Speaking of Jeffrey, he had disappeared. He texted me 4 days ago on Thursday saying, “Hey I’m in trouble. It’s likely that I won’t return to USA this coming semester but I won’t know too soon. I’m so sorry.” I texted him a couple times, including one urgent-sounding message, but he hasn’t replied. It appears he hasn’t even seen my messages. I have no idea what’s going on, although he did text me last week saying he was summoned at a court hearing about a theft that occurred in Singapore on December 9. He was still in the US then, so I can’t imagine he could have had any problems with that. But no idea. I will send him an email today, but I don’t know if he can get any messages.
Our student visitor from Honduras, Allan, arrived Saturday evening to what is likely to be the coldest day of the year. It was so cold that the furnace at home couldn’t keep the house warm, so the property manager brought over 2 space heaters. Even that wasn’t enough, so I built a big fire in the fireplace, and eventually the temperature crawled back into the mid-60s. Seth and I went to dinner with him and Lilly Briggs, who is supervising him here at the Lab. She picked him up at the Cornell bus from NYC and brought him to our house, along with several large garbage bags full of warm clothes that staff here had donated. After finding someone more appropriate for Ithaca weather, we went to dinner at Ciao, which was surprisingly very crowded. I had not expected so many people would brave the brutal sub-zero weather and whipping winds, even on a Saturday night. Allan seems to be a good sport about the weather here, despite never having experienced anything much below 70 degrees before. That’s a good thing, because he is stuck here for 10 weeks.
This week is supposed to be much warmer, and it is already a good 20 degrees warmer than Saturday. The house is nice and cozy without the space heaters and fire burning.
Þrettándinn was otherwise fairly uneventful. It was FAR too cold to build a bonfire, so I settled for the fireplace. I recited my customary welcome to the Elves in Icelandic at each entrance to the house, and had dozens of lights and several dozens of candles burning. After midnight I took down all the Christmas and New Years decorations, which is mandatory to do before dawn on January 7, or else it will be a year of bad luck. The house looks a little plain and sad now. Not sure if any Elves managed to find their way in, but they would have known they were welcome!

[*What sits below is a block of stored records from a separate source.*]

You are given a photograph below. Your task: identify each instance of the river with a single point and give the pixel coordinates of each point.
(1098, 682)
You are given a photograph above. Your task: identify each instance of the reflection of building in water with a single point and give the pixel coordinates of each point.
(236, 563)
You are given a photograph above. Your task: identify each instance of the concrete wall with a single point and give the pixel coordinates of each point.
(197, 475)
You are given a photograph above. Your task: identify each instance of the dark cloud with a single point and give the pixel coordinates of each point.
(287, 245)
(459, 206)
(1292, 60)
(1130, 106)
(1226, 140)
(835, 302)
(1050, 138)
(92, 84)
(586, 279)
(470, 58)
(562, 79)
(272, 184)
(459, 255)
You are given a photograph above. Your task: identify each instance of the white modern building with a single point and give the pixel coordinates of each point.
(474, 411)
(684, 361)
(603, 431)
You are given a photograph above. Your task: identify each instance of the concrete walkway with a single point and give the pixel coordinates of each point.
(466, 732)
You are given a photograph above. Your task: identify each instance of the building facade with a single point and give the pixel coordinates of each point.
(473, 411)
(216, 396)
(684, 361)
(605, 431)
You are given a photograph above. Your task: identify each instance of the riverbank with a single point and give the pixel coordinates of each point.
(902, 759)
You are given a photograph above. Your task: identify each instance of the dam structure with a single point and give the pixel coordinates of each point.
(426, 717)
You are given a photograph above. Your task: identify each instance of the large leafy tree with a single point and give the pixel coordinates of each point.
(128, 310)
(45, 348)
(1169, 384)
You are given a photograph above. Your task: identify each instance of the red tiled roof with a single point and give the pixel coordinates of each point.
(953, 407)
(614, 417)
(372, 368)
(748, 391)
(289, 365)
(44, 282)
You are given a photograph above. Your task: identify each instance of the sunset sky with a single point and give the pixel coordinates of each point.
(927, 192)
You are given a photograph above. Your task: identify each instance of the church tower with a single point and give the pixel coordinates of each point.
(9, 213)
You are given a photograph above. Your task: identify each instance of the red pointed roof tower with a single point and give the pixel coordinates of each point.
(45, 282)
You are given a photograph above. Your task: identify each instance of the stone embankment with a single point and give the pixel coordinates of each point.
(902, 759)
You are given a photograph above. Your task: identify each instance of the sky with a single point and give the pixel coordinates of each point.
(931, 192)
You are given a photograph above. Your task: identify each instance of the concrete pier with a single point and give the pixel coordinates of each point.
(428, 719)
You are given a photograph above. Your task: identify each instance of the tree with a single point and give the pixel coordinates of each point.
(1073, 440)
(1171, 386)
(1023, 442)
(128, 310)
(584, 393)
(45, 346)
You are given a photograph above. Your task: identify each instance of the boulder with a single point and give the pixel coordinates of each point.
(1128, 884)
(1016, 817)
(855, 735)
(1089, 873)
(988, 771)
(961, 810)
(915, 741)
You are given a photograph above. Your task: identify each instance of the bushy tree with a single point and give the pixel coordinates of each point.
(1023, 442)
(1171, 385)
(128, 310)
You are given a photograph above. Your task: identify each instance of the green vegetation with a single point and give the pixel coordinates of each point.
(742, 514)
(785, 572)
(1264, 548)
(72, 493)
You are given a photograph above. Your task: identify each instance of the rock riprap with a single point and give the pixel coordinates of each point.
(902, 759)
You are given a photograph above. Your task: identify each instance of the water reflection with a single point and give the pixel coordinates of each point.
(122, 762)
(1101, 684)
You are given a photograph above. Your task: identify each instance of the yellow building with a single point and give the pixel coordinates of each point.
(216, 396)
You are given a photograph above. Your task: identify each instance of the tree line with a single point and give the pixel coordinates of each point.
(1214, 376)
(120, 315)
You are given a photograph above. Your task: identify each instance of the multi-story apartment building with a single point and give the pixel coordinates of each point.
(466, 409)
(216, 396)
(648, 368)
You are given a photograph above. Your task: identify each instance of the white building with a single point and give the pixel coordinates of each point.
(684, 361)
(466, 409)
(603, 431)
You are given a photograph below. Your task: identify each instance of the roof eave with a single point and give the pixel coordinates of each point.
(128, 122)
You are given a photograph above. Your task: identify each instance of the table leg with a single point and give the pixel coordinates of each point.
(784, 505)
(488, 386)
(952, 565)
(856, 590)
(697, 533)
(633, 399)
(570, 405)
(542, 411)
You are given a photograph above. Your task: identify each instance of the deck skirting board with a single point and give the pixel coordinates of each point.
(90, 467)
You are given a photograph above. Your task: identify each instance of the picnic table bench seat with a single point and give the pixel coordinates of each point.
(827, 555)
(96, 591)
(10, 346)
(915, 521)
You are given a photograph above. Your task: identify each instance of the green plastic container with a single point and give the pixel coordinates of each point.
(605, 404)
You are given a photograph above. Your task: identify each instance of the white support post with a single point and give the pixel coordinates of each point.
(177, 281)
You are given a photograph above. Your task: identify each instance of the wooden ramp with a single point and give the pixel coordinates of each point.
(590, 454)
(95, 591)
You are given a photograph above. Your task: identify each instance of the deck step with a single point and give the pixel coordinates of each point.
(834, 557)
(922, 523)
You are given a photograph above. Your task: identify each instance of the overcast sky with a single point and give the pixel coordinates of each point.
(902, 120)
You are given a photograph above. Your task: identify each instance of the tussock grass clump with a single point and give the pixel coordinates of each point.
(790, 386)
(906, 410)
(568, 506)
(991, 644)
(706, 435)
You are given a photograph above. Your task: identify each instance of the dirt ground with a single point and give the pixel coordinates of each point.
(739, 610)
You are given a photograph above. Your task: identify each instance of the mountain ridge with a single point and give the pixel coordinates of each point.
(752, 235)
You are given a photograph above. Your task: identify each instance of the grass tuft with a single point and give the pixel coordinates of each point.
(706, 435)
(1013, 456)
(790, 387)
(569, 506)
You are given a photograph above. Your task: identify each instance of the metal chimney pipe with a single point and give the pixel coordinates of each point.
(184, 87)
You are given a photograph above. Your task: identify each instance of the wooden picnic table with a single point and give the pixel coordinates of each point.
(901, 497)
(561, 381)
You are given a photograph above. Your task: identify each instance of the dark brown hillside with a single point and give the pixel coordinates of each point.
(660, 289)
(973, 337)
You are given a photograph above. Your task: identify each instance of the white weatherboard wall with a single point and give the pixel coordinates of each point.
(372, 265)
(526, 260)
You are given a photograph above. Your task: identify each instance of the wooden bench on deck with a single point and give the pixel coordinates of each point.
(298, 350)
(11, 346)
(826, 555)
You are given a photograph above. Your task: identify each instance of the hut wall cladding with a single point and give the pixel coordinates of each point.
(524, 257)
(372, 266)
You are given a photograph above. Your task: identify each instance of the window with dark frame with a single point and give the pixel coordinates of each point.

I spent almost all of Saturday and Sunday cleaning, and cleaning up after Iris. She has an unexpected early appointment with the surgeon tomorrow due to a cancellation. Seth and I are hoping they can figure out a solution to her problem, or we might have to put her down. I hate to think of that, because she really is a very sweet puppy, but neither of us can imagine living with this problem for the next 12 years, let alone the discomfort she is in regularly. I had a thought the other day that perhaps dealing with Iris is my payment for my beloved Casper the miracle cat coming home after disappearing for 6 weeks. He has gained 3 pounds since then, 60% of his body weight on the day he came home looking like a walking skeleton. We (and he) are so lucky! So maybe Iris is compensation for that good fortune.